Struggling hard-drive manufacturer Quantum has revealed that it will cut its workforce by up to 800 over the next 12 months.
Most of the losses will come from Quantum's headquarters in Milpitas, California, with 115 redundancies effective immediately. But a large cull is also expected at its drive configuration and warehouse centre in County Louth, Ireland.
Engineering jobs will be reduced drastically, as the manufacturer reduces the number of customised drives it makes, and some warehouse jobs will also go.
Quantum also intends to swallow a $50m charge this quarter as part a restructure aimed at helping it stay profitable in the highly competitive drive market.
John Gannon, president of the hard disk drive unit at Quantum, said: "The goal of this restructure is to adapt our business to the changing needs of our PC customers. The growth of the low-cost PC market is a challenge for virtually every firm in the PC supply chain, and Quantum is no exception."

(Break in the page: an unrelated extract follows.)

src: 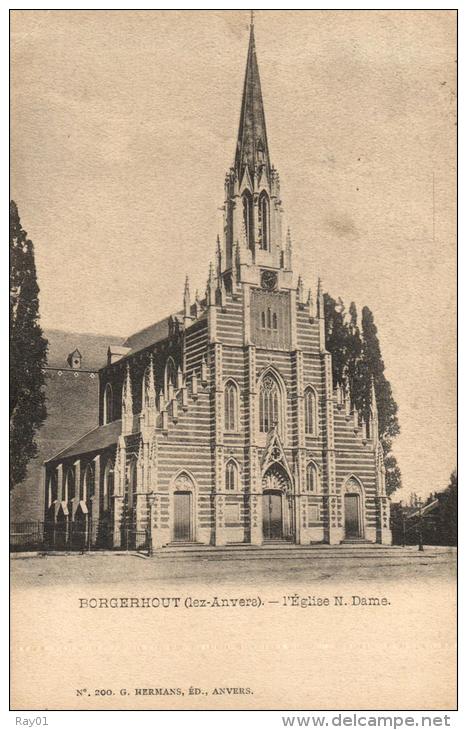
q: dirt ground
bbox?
[11,546,457,589]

Last week, Mike Brown, president and chief executive of Quantum, issued a plea to the hard-drive industry to put an end to the "crazy" price cutting that is damaging all the main players in the market. Hardware rivals Seagate Technology and Western Digital have also experienced a drop in share prices recently due to severe price cuts and falling profit.
"No-one is making any money in the disk drive business today," Gannon said.
Quantum stated that its high-end drive operation would remain largely unaffected by the restructure as business was still healthy in that sector.
But it added that any profit was being offset by the continuing price war in the sub-$700 PC market.